I wish I had never heard of Tyler Clementi. I wish I had never heard of him because the only reason I've heard of him is that the 18-year-old Rutgers freshman recently jumped off the George Washington Bridge, and that is unbelievably heartbreaking.

He'd been taped, without his knowledge, having sex in his dorm room. The tape was broadcast on the web. Two Rutgers freshmen have been charged with invasion of privacy.
I gasped when I saw on the news that the student who had been taped had killed himself. The speculation, at this point, is that because it was a homosexual encounter, the boy had been "outed" against his will.

And I do mean boy. Age 18 is technically adult, is old enough to go to college, old enough to drive yourself to the George Washington Bridge. But there's still a lot of little kid in an 18-year-old. You can see traces of boyishness, of sweetness, in Tyler's picture.

So much for us, the bystanders, to be upset about. The suffering of his family.The unbelievable meanness of the taper. The unsettling way that even kids have access to technology that would have made a Cold War spy envious.

There's much we don't know about this story, and much that's none of our business. Like Tyler Clementi's sexual preference. I don't know what that was and I don't care. No one knows, at this writing, if it's true that his suicide was a reaction to being outed.

But have we not, really, come any further than this in 2010? Rutgers, like most colleges, has an organization to support gay, bi and transgendered students. There are processes and programs in place to counsel college students. You and I know that there are kind and smart people who would have been glad to talk it through, to help if help were needed. But perhaps Tyler Clementi, a brand-new freshman, didn't know that.

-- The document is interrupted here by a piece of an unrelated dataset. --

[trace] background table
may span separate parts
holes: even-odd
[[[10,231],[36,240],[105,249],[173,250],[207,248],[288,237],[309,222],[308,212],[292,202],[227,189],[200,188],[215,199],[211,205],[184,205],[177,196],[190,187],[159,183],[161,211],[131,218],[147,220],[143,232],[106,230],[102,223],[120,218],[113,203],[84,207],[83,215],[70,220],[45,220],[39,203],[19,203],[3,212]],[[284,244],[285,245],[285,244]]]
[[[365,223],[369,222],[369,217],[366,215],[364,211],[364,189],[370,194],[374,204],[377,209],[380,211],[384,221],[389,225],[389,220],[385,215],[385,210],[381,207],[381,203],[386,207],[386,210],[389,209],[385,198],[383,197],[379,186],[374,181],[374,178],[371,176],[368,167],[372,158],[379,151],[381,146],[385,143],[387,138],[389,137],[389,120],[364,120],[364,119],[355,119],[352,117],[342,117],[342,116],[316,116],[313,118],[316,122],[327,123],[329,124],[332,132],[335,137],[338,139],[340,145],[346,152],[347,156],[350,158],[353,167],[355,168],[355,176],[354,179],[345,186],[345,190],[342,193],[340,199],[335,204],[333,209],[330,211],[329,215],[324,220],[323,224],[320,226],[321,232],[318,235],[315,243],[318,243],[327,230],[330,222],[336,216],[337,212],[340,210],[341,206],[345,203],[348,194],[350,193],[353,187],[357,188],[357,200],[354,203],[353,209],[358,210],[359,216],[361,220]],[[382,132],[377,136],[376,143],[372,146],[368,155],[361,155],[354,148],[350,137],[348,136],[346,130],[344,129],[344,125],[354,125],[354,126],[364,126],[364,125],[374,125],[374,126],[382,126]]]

Now, if we know our state legislature, someone is right now instructing his or her staff to craft a bill that will mandate that public schools address the subject of sexual diversity. After all, New Jersey already mandates that, in addition to sex education, public schools must provide programs on the following: bullying prevention, sexual assault prevention, domestic violence education, gang violence prevention, substance abuse, and suicide prevention. A recently proposed bill will mandate programs on dating violence prevention.

No, I don't think a lack of mandated programs in the school is the problem here. The problem is that we need to be much more honest with each other, much kinder to each other. How do we get to that place?

I wish I had never heard of Tyler Clementi in this way, and that he had gone on to a long, happy, productive and private life. In his honor, let's try to help other young people from feeling such needless despair.